There were a variety of activities for the students to get excited about, including chariot races, catapult competitions, chess games, Latin reading contests, and many more.
The Sage students also came up with a few brand new events and competitions, including Project Runway: Ides Edition and 12 Labors of Hercules.
“The students have done a great job of coming up with activities that catch the modern mind, the modern student,” said Sage Hill’s Latin teacher, Lance Novotny.
The event also included a group of Roman impersonators, a gladiator tournament, a Rent-a-Roman auction, and a “Rome’s Got Talent” show, and many guest speakers all weekend long.

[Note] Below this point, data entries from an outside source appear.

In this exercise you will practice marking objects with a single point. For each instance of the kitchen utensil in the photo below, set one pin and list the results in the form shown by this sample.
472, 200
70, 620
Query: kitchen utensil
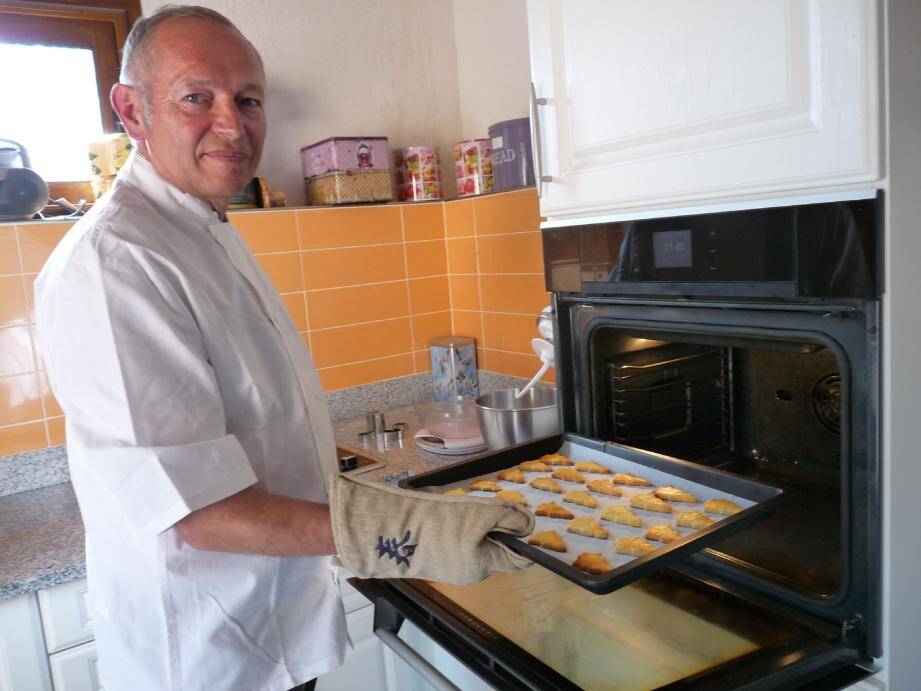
453, 367
452, 419
506, 420
544, 350
22, 191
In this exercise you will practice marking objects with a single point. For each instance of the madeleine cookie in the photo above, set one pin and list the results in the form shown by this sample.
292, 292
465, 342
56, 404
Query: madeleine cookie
675, 494
661, 533
538, 466
632, 480
588, 526
723, 507
622, 515
555, 459
582, 498
553, 510
568, 474
605, 487
548, 539
592, 467
548, 484
649, 502
512, 475
694, 519
512, 495
634, 546
592, 562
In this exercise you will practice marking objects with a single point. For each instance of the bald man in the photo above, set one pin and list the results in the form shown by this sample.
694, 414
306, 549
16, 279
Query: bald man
199, 443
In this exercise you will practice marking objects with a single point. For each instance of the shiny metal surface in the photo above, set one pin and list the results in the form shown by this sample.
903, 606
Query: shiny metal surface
648, 634
506, 420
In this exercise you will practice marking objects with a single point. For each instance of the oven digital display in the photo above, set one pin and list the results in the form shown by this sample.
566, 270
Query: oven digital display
671, 249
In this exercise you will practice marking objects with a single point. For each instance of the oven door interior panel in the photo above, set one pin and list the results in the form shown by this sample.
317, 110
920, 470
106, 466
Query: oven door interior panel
535, 630
782, 394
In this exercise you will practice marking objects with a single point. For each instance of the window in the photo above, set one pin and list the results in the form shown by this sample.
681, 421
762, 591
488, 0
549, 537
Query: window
66, 56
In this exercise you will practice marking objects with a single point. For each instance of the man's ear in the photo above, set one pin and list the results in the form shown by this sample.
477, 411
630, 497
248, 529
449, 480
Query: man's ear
128, 103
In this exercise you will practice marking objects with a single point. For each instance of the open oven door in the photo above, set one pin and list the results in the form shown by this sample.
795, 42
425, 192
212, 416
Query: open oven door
536, 630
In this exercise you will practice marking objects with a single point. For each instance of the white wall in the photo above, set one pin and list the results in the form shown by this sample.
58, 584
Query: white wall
349, 68
493, 70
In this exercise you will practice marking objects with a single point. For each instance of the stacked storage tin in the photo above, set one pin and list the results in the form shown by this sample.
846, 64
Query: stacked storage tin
418, 175
347, 170
473, 167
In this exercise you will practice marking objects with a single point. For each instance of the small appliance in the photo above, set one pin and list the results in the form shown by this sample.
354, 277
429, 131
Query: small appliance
22, 192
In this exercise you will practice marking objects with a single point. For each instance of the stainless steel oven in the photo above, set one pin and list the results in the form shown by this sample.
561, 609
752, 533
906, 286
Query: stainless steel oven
743, 341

As much as they love Latin, gladiators, chariots and catapults, Novotny said, what really counts at the end of the day is all that time and energy goes into producing something meaningful.
Sally Sefami, chair of the world language department at Sage, said the day is about bringing classical culture to life in a way they are not able to from reading books or watching films.
“They’re getting to live it,” Sefami said. “The culture is alive.”
A total of 43 schools attended the event, with more than 600 students from Orange County alone.
“I’m immensely proud of our students for undertaking this convention,” Sefami said. They went “above and beyond what they were asked to do to make this happen.”
Both Lee and Cha were excited to see how it all came together.
“It’s going amazing,” Cha said on Saturday. “We put so much effort into the event and it’s really paying off… I’m so glad I was able to be a part of this.”
She enjoyed just walking around and soaking it all in, she added.
It was a difficult year of planning and there were many obstacles, Lee said after the weekend was over, but he has a great sense of achievement and camaraderie.
“I’ve learned that while I have clear limits to what I can achieve on my own, there is no limit to what a team of dedicated and passionate individuals can do,” he said.